If you feel really confident then it is well worth starting to fill out the form with their name, address, telephone number, etc. during the presentation.

Concession Close

This is where you appear to be giving up something of value, to the benefit of your customer, and is not standard practice, e.g.

I normally offer quantity discount on 12 or more, however, since this is your first order how would you feel if I offered you the same discount on six to start with?

Normally the order has to be over £100 to qualify for the free display stand, however, since this is your first order how would you feel if I offered you the display stand with an order over £50?

Summary Close

This works with a customer who doesn't seem to be able to make up their mind and involves going through a summary of the sales presentation concentrating on the benefits the customers will get from the product, or service, e.g.

So, let's just summarise to make sure I've covered all of the points ñ You're happy with the quality of the ...? The discount structure allows you to make sufficient profit? A four-week delivery cycle fits in with the level of stock you would want? Etc.

At each point wait for a Yes. If its a No then you have an objection, which you should be able to handle.

Assumptive Close

This involves being ultra confident and assuming that the customer will order. You simply bring out an order form, during the presentation, and at the end say something like:

I normally find that most shops take 6 of these (mark it on the order form), 12 of these (mark it on the order form and 24 of these (mark it on the order form as a first order and that lasts them until my next delivery.

You can then finish this off with an alternative close

Will you be paying by cash or cheque?

As you do this you pass them the order form and a pen to sign where you indicate.

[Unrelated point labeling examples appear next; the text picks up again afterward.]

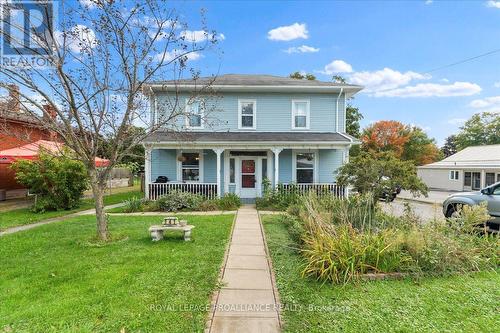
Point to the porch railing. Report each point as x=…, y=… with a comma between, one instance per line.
x=320, y=189
x=207, y=190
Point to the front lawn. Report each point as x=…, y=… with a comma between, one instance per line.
x=26, y=216
x=56, y=279
x=461, y=303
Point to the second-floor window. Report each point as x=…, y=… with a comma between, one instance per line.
x=194, y=114
x=246, y=114
x=300, y=114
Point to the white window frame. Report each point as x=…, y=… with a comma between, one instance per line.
x=187, y=110
x=254, y=123
x=315, y=164
x=179, y=165
x=308, y=113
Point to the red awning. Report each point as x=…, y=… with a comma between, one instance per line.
x=30, y=151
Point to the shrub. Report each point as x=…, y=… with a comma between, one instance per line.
x=178, y=200
x=280, y=198
x=229, y=201
x=58, y=181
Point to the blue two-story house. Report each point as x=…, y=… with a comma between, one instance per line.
x=233, y=133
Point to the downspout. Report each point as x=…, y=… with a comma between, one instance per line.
x=337, y=111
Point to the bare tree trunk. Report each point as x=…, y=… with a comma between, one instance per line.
x=101, y=219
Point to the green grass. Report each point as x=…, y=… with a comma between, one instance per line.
x=55, y=279
x=465, y=303
x=23, y=216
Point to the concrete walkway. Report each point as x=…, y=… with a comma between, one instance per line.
x=54, y=219
x=248, y=300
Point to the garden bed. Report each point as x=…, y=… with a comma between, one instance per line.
x=56, y=278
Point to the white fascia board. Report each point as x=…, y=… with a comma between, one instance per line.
x=237, y=88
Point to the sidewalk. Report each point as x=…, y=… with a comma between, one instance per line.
x=52, y=220
x=247, y=302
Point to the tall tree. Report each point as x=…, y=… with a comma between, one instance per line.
x=450, y=146
x=100, y=56
x=481, y=129
x=302, y=76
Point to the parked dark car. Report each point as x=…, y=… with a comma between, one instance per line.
x=490, y=195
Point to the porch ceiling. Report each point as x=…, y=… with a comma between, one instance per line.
x=249, y=138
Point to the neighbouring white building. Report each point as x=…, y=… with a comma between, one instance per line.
x=470, y=169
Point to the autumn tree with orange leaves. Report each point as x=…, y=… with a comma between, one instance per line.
x=410, y=143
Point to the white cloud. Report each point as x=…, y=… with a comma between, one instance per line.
x=336, y=66
x=384, y=79
x=78, y=39
x=432, y=90
x=289, y=32
x=198, y=36
x=171, y=55
x=301, y=49
x=493, y=4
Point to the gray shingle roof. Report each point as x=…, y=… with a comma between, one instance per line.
x=254, y=80
x=259, y=137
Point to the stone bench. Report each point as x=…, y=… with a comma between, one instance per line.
x=158, y=230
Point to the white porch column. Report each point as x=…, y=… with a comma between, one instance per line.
x=218, y=152
x=147, y=171
x=276, y=152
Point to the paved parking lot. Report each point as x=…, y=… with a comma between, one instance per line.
x=425, y=211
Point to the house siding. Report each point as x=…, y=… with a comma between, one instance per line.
x=273, y=111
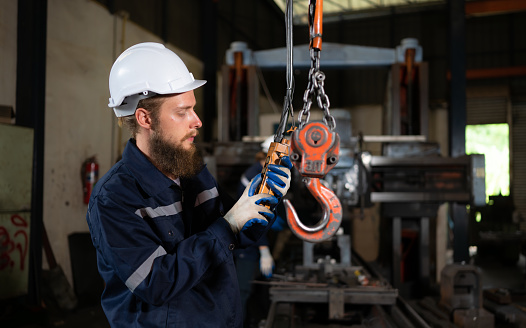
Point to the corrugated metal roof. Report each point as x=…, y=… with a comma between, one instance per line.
x=344, y=7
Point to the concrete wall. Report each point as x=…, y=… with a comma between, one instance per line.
x=83, y=41
x=8, y=44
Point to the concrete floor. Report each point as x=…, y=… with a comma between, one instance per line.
x=494, y=274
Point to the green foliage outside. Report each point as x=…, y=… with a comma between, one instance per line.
x=492, y=140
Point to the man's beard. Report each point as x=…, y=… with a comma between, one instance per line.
x=174, y=160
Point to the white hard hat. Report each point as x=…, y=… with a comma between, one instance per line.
x=265, y=145
x=144, y=70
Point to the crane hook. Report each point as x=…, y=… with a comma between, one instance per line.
x=332, y=214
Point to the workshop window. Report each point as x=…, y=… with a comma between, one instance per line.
x=492, y=140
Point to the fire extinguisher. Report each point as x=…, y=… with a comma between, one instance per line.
x=90, y=175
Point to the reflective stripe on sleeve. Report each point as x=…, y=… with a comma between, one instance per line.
x=160, y=211
x=206, y=195
x=142, y=272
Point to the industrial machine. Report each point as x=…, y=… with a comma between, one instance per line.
x=410, y=179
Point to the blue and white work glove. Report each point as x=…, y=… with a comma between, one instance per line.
x=250, y=208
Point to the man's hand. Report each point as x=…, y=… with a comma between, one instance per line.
x=250, y=209
x=279, y=177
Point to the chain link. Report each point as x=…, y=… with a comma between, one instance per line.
x=316, y=91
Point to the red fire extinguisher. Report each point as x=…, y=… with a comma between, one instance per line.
x=90, y=175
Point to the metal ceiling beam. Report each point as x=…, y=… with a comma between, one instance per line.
x=486, y=7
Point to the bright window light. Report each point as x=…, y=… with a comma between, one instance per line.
x=492, y=140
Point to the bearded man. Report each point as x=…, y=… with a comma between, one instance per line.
x=164, y=238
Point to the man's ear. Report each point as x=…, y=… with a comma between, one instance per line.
x=143, y=118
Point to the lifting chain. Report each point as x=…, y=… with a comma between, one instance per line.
x=316, y=91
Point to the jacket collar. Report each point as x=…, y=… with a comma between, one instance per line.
x=147, y=175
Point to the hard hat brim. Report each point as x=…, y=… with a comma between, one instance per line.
x=130, y=107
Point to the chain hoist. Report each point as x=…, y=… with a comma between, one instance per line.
x=315, y=146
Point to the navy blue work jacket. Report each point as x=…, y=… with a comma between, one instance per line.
x=163, y=250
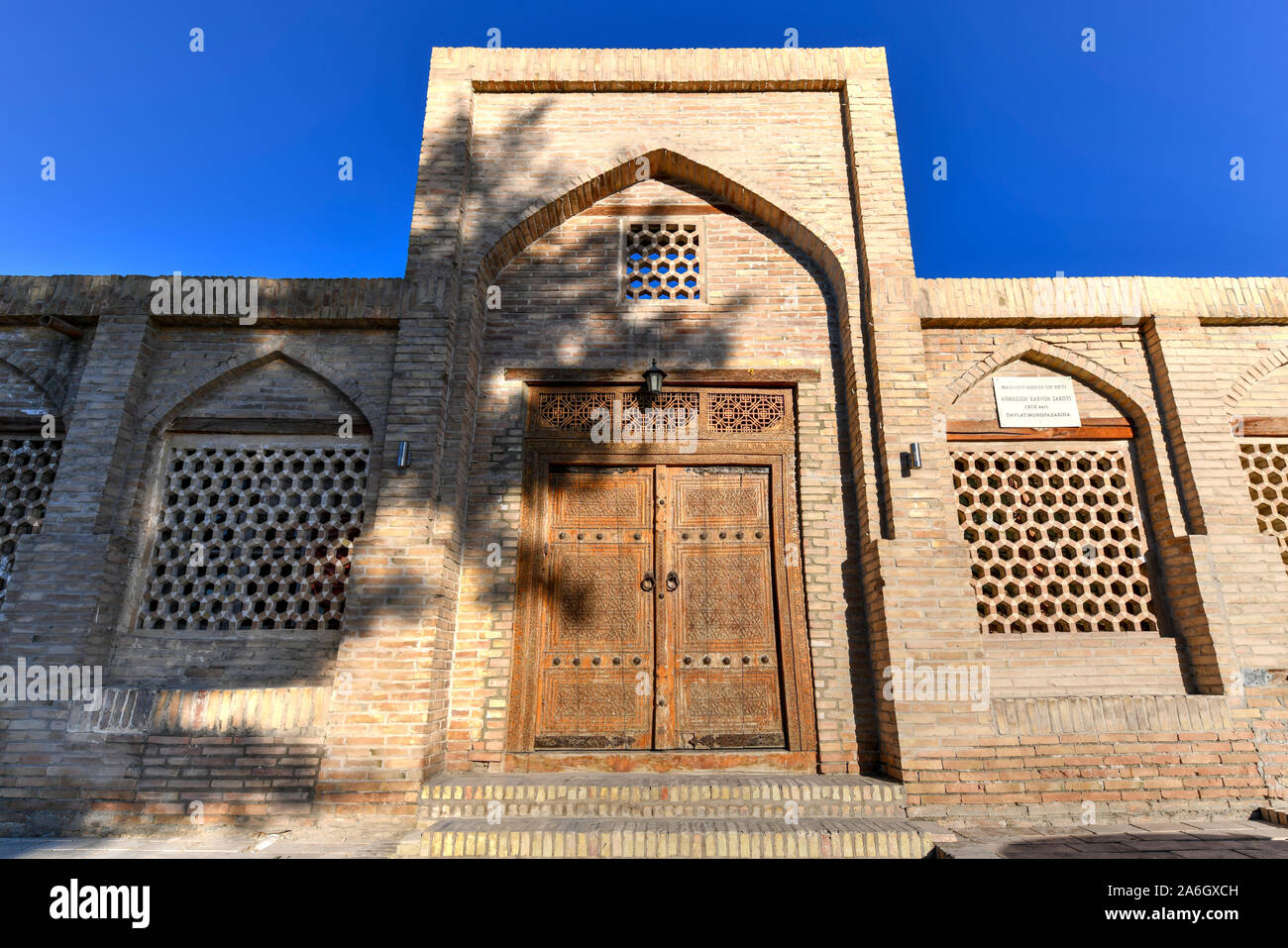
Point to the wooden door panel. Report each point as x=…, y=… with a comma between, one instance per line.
x=596, y=622
x=722, y=617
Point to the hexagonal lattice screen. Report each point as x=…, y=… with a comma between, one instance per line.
x=662, y=261
x=27, y=472
x=256, y=537
x=1056, y=540
x=1266, y=466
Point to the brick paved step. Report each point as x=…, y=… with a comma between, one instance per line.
x=702, y=839
x=769, y=796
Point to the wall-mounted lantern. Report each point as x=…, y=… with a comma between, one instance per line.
x=653, y=378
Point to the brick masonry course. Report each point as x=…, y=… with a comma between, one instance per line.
x=531, y=159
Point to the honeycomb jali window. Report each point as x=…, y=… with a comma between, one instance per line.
x=256, y=537
x=662, y=261
x=27, y=469
x=1265, y=463
x=1056, y=540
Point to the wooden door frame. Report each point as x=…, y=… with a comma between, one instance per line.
x=778, y=455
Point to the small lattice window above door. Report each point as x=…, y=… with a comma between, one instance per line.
x=1265, y=462
x=27, y=469
x=1056, y=539
x=256, y=537
x=662, y=262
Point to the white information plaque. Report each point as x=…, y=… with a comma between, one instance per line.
x=1035, y=402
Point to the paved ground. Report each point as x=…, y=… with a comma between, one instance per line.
x=1142, y=839
x=214, y=844
x=1133, y=840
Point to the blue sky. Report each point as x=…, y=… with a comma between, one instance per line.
x=1107, y=162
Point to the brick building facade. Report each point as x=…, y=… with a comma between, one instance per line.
x=294, y=623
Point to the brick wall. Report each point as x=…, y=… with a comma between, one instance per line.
x=529, y=158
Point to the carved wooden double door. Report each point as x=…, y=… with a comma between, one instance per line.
x=658, y=610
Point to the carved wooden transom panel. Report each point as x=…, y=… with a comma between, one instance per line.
x=719, y=415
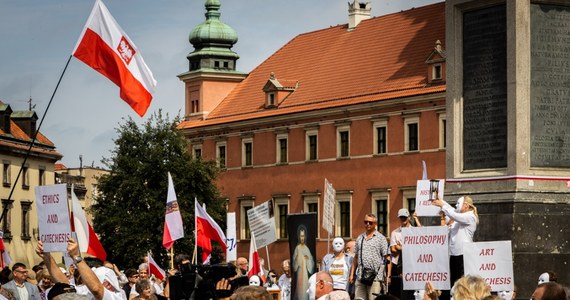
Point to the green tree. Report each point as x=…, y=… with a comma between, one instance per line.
x=129, y=210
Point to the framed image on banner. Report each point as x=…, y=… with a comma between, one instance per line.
x=425, y=257
x=492, y=261
x=426, y=190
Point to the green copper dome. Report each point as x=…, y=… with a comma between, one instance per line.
x=213, y=32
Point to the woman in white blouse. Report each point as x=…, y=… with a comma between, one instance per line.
x=462, y=221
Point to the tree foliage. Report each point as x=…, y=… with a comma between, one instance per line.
x=129, y=210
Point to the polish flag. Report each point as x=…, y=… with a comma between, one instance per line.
x=105, y=47
x=173, y=228
x=206, y=230
x=5, y=260
x=86, y=237
x=154, y=269
x=254, y=266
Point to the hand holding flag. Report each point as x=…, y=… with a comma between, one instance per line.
x=173, y=228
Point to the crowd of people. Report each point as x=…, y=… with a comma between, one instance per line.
x=368, y=267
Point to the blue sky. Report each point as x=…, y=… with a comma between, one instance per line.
x=37, y=38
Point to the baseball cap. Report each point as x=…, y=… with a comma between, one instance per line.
x=403, y=213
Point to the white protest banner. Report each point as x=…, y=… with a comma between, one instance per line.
x=231, y=241
x=53, y=217
x=328, y=209
x=492, y=261
x=262, y=223
x=425, y=257
x=424, y=208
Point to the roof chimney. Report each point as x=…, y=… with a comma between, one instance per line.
x=357, y=12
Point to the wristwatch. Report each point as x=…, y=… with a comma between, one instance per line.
x=77, y=260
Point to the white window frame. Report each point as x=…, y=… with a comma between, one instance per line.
x=339, y=129
x=342, y=197
x=408, y=121
x=271, y=99
x=434, y=73
x=310, y=199
x=442, y=130
x=218, y=145
x=384, y=195
x=245, y=141
x=280, y=200
x=199, y=147
x=243, y=214
x=278, y=139
x=308, y=133
x=375, y=126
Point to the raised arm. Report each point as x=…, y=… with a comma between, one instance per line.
x=89, y=278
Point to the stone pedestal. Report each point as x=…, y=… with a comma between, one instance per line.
x=508, y=110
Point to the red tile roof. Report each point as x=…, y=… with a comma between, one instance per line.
x=382, y=58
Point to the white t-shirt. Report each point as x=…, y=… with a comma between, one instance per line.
x=339, y=273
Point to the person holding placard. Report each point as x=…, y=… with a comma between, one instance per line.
x=371, y=249
x=462, y=221
x=394, y=278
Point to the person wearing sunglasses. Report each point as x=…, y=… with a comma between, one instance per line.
x=371, y=248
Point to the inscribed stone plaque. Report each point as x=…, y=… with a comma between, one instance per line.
x=485, y=88
x=550, y=86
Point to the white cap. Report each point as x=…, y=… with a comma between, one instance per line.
x=403, y=213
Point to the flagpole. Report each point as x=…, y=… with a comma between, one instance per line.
x=194, y=260
x=172, y=257
x=5, y=210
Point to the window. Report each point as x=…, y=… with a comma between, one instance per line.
x=42, y=175
x=442, y=131
x=245, y=205
x=342, y=214
x=311, y=205
x=311, y=149
x=194, y=106
x=379, y=201
x=197, y=151
x=26, y=208
x=25, y=177
x=343, y=145
x=247, y=152
x=7, y=221
x=437, y=74
x=282, y=205
x=412, y=134
x=270, y=99
x=382, y=215
x=282, y=149
x=221, y=154
x=6, y=174
x=380, y=137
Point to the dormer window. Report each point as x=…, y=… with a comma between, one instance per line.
x=436, y=73
x=270, y=99
x=436, y=64
x=277, y=91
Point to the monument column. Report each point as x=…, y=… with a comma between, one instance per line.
x=508, y=109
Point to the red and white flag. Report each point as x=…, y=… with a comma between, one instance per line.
x=206, y=230
x=6, y=260
x=105, y=47
x=86, y=237
x=154, y=269
x=173, y=228
x=254, y=265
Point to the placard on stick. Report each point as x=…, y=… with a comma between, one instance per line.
x=53, y=217
x=492, y=261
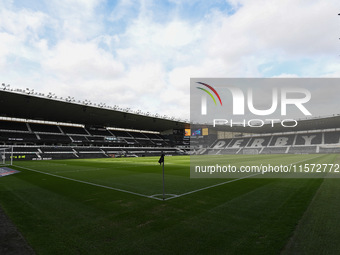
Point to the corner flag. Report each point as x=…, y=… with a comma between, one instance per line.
x=161, y=159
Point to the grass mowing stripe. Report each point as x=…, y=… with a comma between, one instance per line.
x=222, y=183
x=90, y=183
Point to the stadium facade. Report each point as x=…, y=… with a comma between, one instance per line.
x=46, y=127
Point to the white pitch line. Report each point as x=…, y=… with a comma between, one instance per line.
x=90, y=183
x=152, y=196
x=234, y=180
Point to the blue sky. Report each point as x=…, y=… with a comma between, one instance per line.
x=141, y=54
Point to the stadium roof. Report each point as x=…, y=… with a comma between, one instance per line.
x=303, y=125
x=26, y=106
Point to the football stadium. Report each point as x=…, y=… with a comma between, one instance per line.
x=85, y=179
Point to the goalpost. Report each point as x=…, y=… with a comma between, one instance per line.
x=6, y=156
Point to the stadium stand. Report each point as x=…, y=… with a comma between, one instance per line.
x=299, y=143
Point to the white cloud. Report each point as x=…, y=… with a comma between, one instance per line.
x=71, y=49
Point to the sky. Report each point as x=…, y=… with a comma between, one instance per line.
x=142, y=54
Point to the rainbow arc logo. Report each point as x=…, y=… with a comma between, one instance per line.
x=209, y=93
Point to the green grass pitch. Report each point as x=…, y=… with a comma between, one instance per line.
x=114, y=206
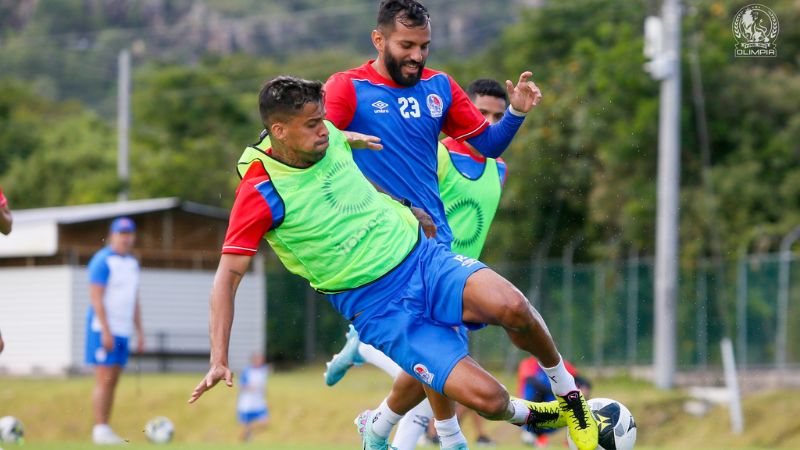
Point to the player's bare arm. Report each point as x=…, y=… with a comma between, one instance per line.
x=525, y=95
x=425, y=220
x=229, y=274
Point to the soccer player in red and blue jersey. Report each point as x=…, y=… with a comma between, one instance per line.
x=407, y=106
x=396, y=98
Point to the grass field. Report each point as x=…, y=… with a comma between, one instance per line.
x=308, y=415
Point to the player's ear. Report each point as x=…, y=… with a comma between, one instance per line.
x=378, y=40
x=278, y=130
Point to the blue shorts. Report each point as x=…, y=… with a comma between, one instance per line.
x=97, y=355
x=414, y=313
x=246, y=417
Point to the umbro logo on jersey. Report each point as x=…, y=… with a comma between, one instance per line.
x=380, y=107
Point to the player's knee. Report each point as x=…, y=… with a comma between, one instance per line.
x=517, y=311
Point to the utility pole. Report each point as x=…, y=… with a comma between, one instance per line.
x=123, y=121
x=663, y=42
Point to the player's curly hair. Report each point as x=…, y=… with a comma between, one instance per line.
x=410, y=13
x=486, y=86
x=286, y=96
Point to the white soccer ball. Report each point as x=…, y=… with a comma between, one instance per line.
x=11, y=430
x=159, y=430
x=615, y=425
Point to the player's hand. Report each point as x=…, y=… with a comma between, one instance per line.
x=425, y=220
x=361, y=140
x=107, y=339
x=215, y=374
x=525, y=95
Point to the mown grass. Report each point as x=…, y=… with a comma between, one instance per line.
x=308, y=415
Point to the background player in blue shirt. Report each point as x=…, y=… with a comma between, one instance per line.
x=114, y=314
x=251, y=406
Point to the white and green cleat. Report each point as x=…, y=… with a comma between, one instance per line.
x=369, y=440
x=345, y=359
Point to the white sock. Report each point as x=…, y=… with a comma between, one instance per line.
x=412, y=426
x=383, y=419
x=449, y=432
x=376, y=357
x=560, y=380
x=520, y=411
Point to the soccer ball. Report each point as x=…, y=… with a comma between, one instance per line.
x=11, y=430
x=159, y=430
x=615, y=425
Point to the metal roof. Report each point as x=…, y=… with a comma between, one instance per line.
x=100, y=211
x=35, y=231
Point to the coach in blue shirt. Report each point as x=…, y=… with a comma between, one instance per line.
x=114, y=313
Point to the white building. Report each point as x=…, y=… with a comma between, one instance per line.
x=44, y=289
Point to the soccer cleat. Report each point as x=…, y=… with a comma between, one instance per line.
x=543, y=415
x=345, y=359
x=369, y=440
x=581, y=424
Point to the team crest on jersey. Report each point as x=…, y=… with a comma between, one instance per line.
x=423, y=373
x=381, y=107
x=435, y=105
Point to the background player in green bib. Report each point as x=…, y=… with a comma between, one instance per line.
x=470, y=187
x=404, y=293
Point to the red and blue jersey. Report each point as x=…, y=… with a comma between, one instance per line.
x=408, y=120
x=257, y=209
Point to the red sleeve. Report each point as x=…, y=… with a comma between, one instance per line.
x=340, y=100
x=250, y=219
x=463, y=120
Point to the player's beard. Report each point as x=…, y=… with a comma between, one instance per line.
x=395, y=69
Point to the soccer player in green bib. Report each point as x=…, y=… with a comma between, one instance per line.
x=404, y=293
x=470, y=186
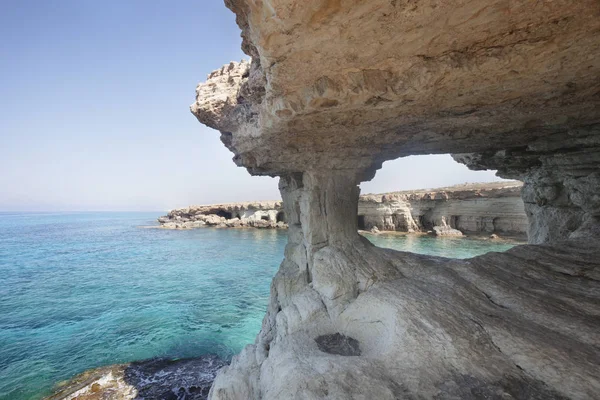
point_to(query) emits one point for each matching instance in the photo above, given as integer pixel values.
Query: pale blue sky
(94, 110)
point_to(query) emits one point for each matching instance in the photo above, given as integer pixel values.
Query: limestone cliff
(471, 208)
(337, 87)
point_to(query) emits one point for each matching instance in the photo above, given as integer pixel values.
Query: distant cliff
(471, 209)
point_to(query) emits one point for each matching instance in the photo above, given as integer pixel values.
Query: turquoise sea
(82, 290)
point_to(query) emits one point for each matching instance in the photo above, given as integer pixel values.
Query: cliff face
(335, 88)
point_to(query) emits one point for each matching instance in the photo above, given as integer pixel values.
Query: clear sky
(94, 110)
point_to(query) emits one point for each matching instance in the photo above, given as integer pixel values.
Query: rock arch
(514, 93)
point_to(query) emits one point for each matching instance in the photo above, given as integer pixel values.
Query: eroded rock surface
(159, 379)
(336, 87)
(472, 209)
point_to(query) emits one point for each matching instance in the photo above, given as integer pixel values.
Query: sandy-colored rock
(337, 87)
(152, 379)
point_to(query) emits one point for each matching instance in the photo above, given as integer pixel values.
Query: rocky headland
(336, 88)
(474, 209)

The Verbal Proof Story Close

This is a close you can develop as the business does and involves collecting good news stories, cuttings, etc. from customers who have bought your service, or product in the past and what it has done for them, e.g.

Mrs. Jones at the Bridal Shop, in Handsworth, took £50 worth of these products and when I visited her 4 weeks later she was desperate. Not only had she sold all £50 worth, but she had back orders for £100 more and took all the stock from the van. Do you think £50 will be enough for your first order, or would you prefer to be on the safe side and have £100?

The assumption is, of course, that they will buy its just how many.

Fear Close

This involves letting the customer feel that they will miss an opportunity, and the boat, e.g.

I'm developing a small distribution route and for the next 2 weeks I have selected certain outlets to supply. Obviously I don't want to swamp the market, at this stage, my production capacity won't take it. So I decided, since you are the leading store in the area, to give you the first chance to stock these products. If you place your order today I can guarantee exclusive rights for the next 3 months, (pause) or would you prefer 6 months?

Puppy Dog Close

This is when the customer really isn't sure, for some reason or another and simply involves saying

Well I can see that you're not sure, so what I propose is to leave x number here on a sample basis so you can take orders. I'll be back next week to see how you've got on.

Its not the ideal way to develop a business but, if all else fails, it will produce customers - although the risk is all yours. You should not work on the same price structure for this close, so that, when you return, there is an incentive (more profit) to get them to stock your product.

By adapting and employing the seven closes outlined above and by becoming aware of when and how to employ them your success ratio in developing sales will improve.

However, be aware that the true art of effective closing is to already have made a brilliant sales presentation to the point where the customer is on the brink of ordering.

Closing is the gentle prod that pushes them over the edge.